Lassen sich Natur und Kultur wirklich klar voneinander trennen? Die Kunstausstellung „Animismus“ im Haus der Kulturen der Welt findet verstörende Antworten.

Ein Elefant mit Zigarette würde die Gerichte auch heute beschäftigen. Allerdings aus Tierschutzgründen und nicht, wie 1964, mit Blick auf das Urheberrecht. Damals ließ die Dompteurin Monika Holzmüller juristisch klären, ob ihrem Zirkustier die eigene Performance – Rauchen und Rechnen per Kopfnicken – gehört. Holzmüller ging es wohl mehr um die Tantiemen, weil im Fernsehen plötzlich Mitschnitte der Show auftauchten. Doch im Kern berührte sie eine Frage, die die Naturwissenschaften seit Jahrhunderten nur zu gerne überhören: Ist der vernunftbegabte Mensch der Moderne am Ende doch bloß ein Konstrukt? Dann wäre auch sein kühler, mechanistischer Blick auf die Welt nicht mehr als ein nützliches Ausschlussprinzip.

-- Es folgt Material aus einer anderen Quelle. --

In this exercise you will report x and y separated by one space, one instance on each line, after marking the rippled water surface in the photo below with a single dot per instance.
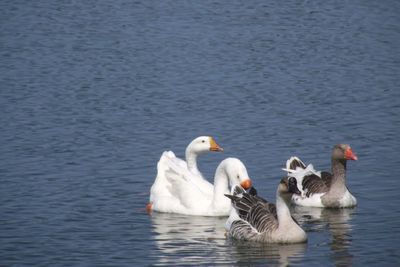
92 92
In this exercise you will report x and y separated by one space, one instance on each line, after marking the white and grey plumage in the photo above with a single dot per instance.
255 219
323 189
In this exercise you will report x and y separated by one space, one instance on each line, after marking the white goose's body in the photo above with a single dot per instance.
322 189
182 195
161 186
254 219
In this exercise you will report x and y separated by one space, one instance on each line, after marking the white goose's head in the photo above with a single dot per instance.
203 144
237 173
287 187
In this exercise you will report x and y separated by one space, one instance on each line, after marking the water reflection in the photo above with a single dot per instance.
182 239
247 253
338 223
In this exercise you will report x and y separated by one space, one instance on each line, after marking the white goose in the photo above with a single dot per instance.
323 189
198 146
185 197
255 219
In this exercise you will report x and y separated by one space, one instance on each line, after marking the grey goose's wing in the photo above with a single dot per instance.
258 213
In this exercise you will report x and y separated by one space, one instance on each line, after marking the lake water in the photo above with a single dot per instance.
92 92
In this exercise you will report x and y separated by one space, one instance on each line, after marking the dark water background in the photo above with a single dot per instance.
92 92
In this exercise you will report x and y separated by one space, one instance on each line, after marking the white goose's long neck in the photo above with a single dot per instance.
283 212
191 160
221 185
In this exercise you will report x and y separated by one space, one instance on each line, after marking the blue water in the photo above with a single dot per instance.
92 92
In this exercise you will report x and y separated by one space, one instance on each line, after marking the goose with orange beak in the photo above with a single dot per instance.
323 189
184 196
197 147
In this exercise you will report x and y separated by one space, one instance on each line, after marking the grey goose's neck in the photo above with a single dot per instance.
285 220
338 182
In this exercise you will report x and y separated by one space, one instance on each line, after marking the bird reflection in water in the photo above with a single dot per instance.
184 239
259 254
337 221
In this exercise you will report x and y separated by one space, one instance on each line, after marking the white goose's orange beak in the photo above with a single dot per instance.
214 146
246 184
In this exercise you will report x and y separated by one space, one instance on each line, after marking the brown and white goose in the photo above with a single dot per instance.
323 189
252 218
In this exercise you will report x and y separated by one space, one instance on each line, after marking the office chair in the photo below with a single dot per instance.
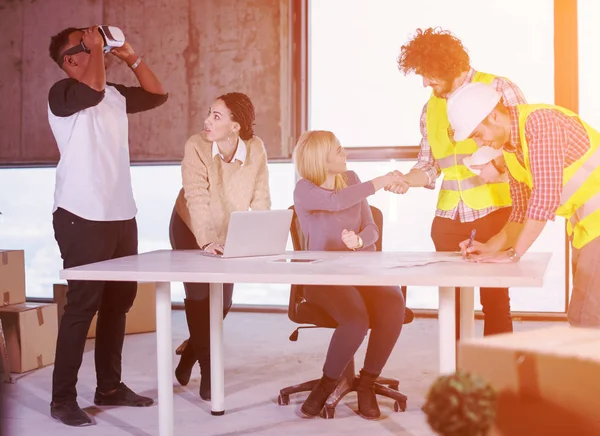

„Animismus“, die jüngste Ausstellung im Haus der Kulturen der Welt, hat sich die Antwort schon gegeben und forscht nach alternativen Mitteln der Erkenntnis. Sie befragt Zeitgenossen wie Diedrich Diederichsen, den französischen Soziologen Bruno Latour und Künstler – und versammelt Arbeiten von Rosemarie Trockel, Lars Laumann oder Kobe Matthys, dessen Installation „Versammlung (Animismus)“ auch den Prozess des Elefanten dokumentiert. Ihren provokanten Titel entlehnt die Schau dagegen der Historie: Er geht zurück auf den britischen Anthropologen Edward B. Tylor, der sein 19. Jahrhundert von jenen „anderen“ Zeiten und Kulturen unterscheiden wollte, in der Tiere oder Dinge subjektiviert und damit beseelt waren.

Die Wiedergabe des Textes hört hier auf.